The third camera I ever bought was from Veteran's Thrift Shop in Garden Grove (no longer there), for 60¢ in 1973, and used for my first darkroom work in a summer-school course in 1974: the Instamatic 124 (bottom of page). I got this model 100 in a box of junk I bought recently that included the Zenit EM and a trove of accessories. They're mostly the same camera. The only serious difference is that the 100 takes AG-1 flash bulbs: the little button next to the lens releases a pop-up reflector and socket; the 124 has a Magicube socket on the top, so no pop-up device was needed.

Kodak tried to kill off 35mm several times, and in the 1960s it tried with what was really a pretty good idea—sell 35mm-sized film in a plastic cartridge that could be dropped into a camera. It solved all kinds of problems: it was next to impossible to misload it (but we've all fouled up film in 35mm cameras), if you accidentally popped the back open you only lost one image (but you could ruin half a roll doing that on a 35mm camera), they almost never jammed. In many ways they were great.

So for a decade they sold big. By the time I started taking pictures, they were still popular but people were migrating to the similar but smaller 110 format; but as I got older, they lost ground to the better 35mm point-n-shoots that were coming out and to Poloroids. By the early 80s they were pretty much dead.

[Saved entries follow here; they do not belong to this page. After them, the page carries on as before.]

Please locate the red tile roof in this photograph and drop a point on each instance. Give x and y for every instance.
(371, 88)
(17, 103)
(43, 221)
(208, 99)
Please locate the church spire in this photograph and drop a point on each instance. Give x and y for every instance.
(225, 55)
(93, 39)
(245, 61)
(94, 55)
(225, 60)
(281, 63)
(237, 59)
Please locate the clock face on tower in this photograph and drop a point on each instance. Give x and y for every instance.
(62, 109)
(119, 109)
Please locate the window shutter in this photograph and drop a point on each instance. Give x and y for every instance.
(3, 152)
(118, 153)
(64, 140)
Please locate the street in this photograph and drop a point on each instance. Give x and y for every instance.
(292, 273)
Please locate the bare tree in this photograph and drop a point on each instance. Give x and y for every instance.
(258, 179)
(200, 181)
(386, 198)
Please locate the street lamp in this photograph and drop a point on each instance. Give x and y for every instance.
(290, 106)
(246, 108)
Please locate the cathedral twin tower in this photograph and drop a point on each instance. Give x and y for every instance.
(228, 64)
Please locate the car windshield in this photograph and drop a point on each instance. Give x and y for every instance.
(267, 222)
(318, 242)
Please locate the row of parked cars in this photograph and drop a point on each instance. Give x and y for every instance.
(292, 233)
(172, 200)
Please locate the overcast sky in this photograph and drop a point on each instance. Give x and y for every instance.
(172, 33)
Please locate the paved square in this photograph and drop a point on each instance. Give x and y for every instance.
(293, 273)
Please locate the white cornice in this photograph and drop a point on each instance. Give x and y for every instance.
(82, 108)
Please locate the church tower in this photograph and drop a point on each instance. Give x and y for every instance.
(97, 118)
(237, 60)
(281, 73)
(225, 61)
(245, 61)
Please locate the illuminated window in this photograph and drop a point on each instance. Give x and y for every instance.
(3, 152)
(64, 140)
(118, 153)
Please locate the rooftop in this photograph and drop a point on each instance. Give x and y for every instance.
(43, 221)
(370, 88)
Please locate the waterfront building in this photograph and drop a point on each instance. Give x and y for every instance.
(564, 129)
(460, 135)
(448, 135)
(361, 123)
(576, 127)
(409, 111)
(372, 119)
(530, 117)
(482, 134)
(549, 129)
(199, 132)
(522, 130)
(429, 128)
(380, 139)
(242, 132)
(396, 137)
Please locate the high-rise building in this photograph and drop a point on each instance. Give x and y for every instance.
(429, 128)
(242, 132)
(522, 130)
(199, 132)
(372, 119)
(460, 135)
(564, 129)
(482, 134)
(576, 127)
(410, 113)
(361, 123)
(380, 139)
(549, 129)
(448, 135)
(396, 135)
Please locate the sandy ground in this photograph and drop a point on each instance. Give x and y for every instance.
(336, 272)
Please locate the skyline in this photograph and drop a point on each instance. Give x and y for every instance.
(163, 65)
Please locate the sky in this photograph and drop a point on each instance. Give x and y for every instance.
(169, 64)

Part of the reason was that almost nobody made a good camera to use the format. Only Rollei made a high-end system camera that took 126, and it wasn't enough to convince people that 126 was a "serious" format. Most cameras for the format were also simple point-n-shoots, like the Voigtländer Bessy AS.

Kodak Instamatic 124Instead you got a boatload of these things. This one, the 100, was typical of the early cameras: fixed focus, no controls whatsoever except a shutter button. This one has a photocell meter (probably just to determine whether you needed flash or not), and there's a pop-up reflector for peanut flash bulbs. The viewfinder is the typical tiny bombsite that Kodak loved, even though it looked cheap and awful.

A Wikipedia article says this is the first US model (the model 50 in the UK a few months earlier). Unlike the later offerings, this was mostly metal (and it feels it), and it lacks the Magicube flash socket on later models. I like the metal feel much better than the chintzy plastic used later.

These cameras are no longer in my collection.